0

I have a dataset that is too large to load all of it into memory. So instead, my thought is to load half the dataset, train on 2 epochs, then delete that data and load the other half, train, and repeat. However, even though I delete the data after each 2 epochs, it still crashes due to it being out of RAM.

I have tried training on each half of the dataset individually and it works. But when I try to create a loop that trains on half, deletes that half, then trains on the other half, it crashes. Keep in mind, it's not the GPU RAM, it's the system RAM I'm running out of.

here is the loop:

for i in range(20):
  if i % 2 == 0:
    X_train = np.load('/content/drive/My Drive/Kaggle ISLR/X_train_batch1.npy')
    y_train = np.load('/content/drive/My Drive/Kaggle ISLR/y_train_batch1.npy')
    X_train, X_val, y_train, y_val = train_test_split(X_train, y_train, test_size=0.2, random_state=42)
    train_gen = MyDataGenerator(X_train, y_train, batch_size, first_dim)
    val_gen = MyDataGenerator(X_val, y_val, batch_size, first_dim)
    del X_train
    del y_train
    model.fit(
    train_gen,
    validation_data=val_gen,
    epochs=2,
    callbacks=[checkpoint_callback]
    )
    del train_gen
    del val_gen
    
  else:
    X_train = np.load('/content/drive/My Drive/Kaggle ISLR/X_train_batch2.npy')
    y_train = np.load('/content/drive/My Drive/Kaggle ISLR/y_train_batch2.npy')
    X_train, X_val, y_train, y_val = train_test_split(X_train, y_train, test_size=0.2, random_state=42)
    train_gen = MyDataGenerator(X_train, y_train, batch_size, first_dim)
    val_gen = MyDataGenerator(X_val, y_val, batch_size, first_dim)
    del X_train
    del y_train
    model.fit(
    train_gen,
    validation_data=val_gen,
    epochs=2,
    callbacks=[checkpoint_callback]
    )
    del train_gen
    del val_gen

Is there a better way to do this to prevent running out of RAM?

Conweezy
  • 105
  • 5
  • 15
  • 4
    `del` doesn't really delete and reclaim the data.
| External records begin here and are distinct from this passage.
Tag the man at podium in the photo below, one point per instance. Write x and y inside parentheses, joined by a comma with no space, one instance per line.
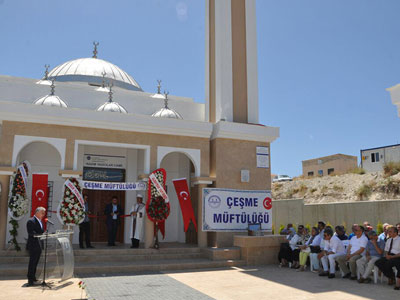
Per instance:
(34,227)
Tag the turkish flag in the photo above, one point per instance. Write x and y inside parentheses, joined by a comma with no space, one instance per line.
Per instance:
(182,191)
(39,192)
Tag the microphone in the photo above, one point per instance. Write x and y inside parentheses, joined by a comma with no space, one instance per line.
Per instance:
(47,220)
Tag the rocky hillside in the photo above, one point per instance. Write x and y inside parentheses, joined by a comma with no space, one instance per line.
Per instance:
(340,188)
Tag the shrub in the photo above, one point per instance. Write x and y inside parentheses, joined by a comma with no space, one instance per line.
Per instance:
(338,188)
(289,194)
(324,189)
(391,168)
(379,228)
(308,226)
(302,189)
(281,228)
(359,171)
(364,191)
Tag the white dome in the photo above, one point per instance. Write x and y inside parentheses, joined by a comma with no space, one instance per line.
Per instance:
(51,100)
(112,107)
(166,112)
(91,70)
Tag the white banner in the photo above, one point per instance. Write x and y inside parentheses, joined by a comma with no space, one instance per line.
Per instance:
(104,161)
(75,191)
(159,187)
(24,176)
(114,186)
(234,210)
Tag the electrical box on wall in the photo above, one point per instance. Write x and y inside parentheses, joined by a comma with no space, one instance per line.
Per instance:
(245,176)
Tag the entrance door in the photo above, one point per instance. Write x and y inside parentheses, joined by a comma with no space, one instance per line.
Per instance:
(97,203)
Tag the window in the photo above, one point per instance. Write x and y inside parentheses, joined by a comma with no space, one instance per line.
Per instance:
(375,157)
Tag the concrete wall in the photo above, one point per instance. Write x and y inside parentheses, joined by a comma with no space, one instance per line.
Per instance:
(339,162)
(347,213)
(228,158)
(385,154)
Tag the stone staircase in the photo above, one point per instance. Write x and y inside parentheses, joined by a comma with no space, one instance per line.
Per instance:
(103,260)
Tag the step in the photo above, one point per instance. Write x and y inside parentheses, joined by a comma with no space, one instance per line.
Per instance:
(232,253)
(20,270)
(141,251)
(88,257)
(135,257)
(155,265)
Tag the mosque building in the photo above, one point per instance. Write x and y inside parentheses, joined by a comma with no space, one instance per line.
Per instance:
(90,109)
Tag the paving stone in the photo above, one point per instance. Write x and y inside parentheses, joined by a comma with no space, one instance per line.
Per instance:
(139,286)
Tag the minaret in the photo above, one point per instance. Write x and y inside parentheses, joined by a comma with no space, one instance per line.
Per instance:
(231,61)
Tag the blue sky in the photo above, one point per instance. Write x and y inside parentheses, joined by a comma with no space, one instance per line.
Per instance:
(324,66)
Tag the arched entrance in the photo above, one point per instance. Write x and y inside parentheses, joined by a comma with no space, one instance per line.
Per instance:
(177,165)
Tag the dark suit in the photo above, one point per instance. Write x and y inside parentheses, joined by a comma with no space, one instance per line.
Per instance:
(33,246)
(112,224)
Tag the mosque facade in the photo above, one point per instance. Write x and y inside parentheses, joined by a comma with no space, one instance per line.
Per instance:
(90,109)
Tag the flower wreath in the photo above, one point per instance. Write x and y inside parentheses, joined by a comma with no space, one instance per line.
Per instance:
(70,209)
(157,209)
(18,202)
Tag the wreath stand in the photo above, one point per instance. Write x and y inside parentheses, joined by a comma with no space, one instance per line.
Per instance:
(156,243)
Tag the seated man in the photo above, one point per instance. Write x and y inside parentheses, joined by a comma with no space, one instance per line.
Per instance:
(288,231)
(383,235)
(341,233)
(391,257)
(298,240)
(374,252)
(333,248)
(353,228)
(398,227)
(285,252)
(357,245)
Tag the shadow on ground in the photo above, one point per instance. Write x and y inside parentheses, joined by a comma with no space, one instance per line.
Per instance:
(312,283)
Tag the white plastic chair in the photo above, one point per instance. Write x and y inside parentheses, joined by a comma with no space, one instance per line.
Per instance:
(375,271)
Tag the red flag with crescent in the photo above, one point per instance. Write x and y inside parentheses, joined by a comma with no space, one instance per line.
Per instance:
(182,191)
(39,192)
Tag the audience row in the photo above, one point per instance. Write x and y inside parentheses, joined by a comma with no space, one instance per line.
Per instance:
(355,255)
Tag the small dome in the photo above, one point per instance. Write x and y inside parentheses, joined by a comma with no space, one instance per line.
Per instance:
(166,112)
(112,107)
(90,70)
(51,100)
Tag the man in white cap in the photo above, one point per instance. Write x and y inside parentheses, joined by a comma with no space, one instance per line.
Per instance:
(138,211)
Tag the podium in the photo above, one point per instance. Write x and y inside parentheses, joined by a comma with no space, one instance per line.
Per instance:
(57,255)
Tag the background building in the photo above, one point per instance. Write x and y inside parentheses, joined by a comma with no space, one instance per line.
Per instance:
(373,160)
(61,127)
(327,165)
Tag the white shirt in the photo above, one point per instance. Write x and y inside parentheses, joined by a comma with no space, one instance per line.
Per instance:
(358,243)
(115,208)
(334,245)
(293,241)
(40,222)
(395,246)
(315,242)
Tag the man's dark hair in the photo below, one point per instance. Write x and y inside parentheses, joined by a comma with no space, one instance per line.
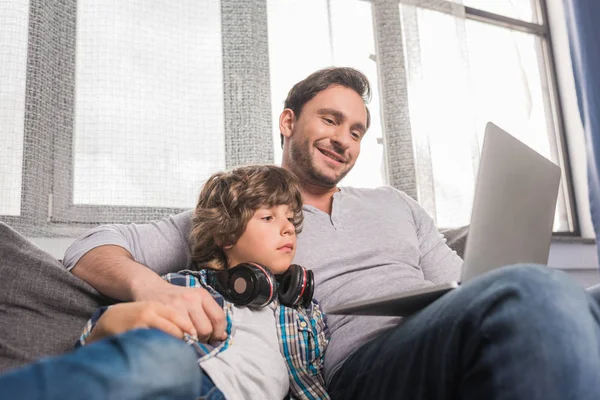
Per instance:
(306,89)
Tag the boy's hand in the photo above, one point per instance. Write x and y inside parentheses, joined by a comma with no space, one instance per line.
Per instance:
(195,305)
(124,317)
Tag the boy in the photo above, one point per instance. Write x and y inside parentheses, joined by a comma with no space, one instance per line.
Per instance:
(246,219)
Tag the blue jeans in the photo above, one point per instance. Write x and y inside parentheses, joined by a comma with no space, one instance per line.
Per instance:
(520,332)
(141,364)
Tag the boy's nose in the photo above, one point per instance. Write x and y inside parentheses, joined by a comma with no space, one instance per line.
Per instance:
(288,228)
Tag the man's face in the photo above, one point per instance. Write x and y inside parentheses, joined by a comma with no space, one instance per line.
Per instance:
(323,143)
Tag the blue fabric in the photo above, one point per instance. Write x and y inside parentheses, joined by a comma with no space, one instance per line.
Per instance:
(584,37)
(521,332)
(140,364)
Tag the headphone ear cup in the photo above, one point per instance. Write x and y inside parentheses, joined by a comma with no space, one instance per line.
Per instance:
(246,284)
(295,286)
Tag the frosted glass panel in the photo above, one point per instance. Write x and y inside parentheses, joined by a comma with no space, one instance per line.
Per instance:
(149,101)
(14,17)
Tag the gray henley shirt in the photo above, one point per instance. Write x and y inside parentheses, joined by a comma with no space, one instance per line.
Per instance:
(375,242)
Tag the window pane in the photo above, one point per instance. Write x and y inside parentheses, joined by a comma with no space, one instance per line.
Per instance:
(149,101)
(340,34)
(525,10)
(469,75)
(14,17)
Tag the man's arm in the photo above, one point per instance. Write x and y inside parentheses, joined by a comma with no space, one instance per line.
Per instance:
(122,261)
(439,263)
It just decrements ref count. So, if something else is still referencing the data, the memory will not be reclaimed. – Super-intelligent Shade Mar 19 '23 at 18:43
  • I would suggest using [input pipelines](https://www.tensorflow.org/guide/data), which is the tensorflow way of doing it. You may have to save the data in a different format though. – Super-intelligent Shade Mar 19 '23 at 18:44
  • @Super-intelligentShade can you write an answer based on that? – MattDMo Mar 19 '23 at 18:50
  • `del` isn't really doing anything useful here. – juanpa.arrivillaga Mar 19 '23 at 18:51
  • @MattDMo I can, but I am too lazy (plus the OP didn't specify what data is stored in the datasets). And, it looks like someone has already figured it out anyway: https://stackoverflow.com/a/50932872/4358570 – Super-intelligent Shade Mar 19 '23 at 18:57
  • 1
    @Super-intelligentShade thanks for the dupe target, I've hammered the question. In the future, if you come across situations like this where another question and its answer(s) address the OP's concerns, just flag the Q as a duplicate and let the community do its thing. – MattDMo Mar 19 '23 at 19:05
  • @MattDMo I didn't flag it because the answer uses pretty "brutal" low-level way of reading the file. Not sure everyone would be ready to stomach that. IMHO this question should be left open. – Super-intelligent Shade Mar 19 '23 at 19:08
  • @OP, [np.memmap](https://numpy.org/doc/stable/reference/generated/numpy.memmap.html) may also be of interest to you. To quote: _"Memory-mapped files are used for accessing small segments of large files on disk, without reading the entire file into memory. NumPy’s memmap’s are array-like objects."_ You can (and should) still tie it in with `tf.Dataset` IMHO. – Super-intelligent Shade Mar 19 '23 at 19:09
  • 1
    @Super-intelligentShade Duplicates link to questions, not specific answers. In this case (and many others), there are multiple answers to choose from, or blend together. One of the answers linked to yet another Q&A that seems to address this situation as well, so I added it to the list of duplicate questions for this current question. I think the OP has enough avenues of research now that they can decide which method is best for them. As far as the low-level stuff is concerned, sometimes that's what needs to be done to wrangle one data format into another. – MattDMo Mar 19 '23 at 19:18

0 Answers0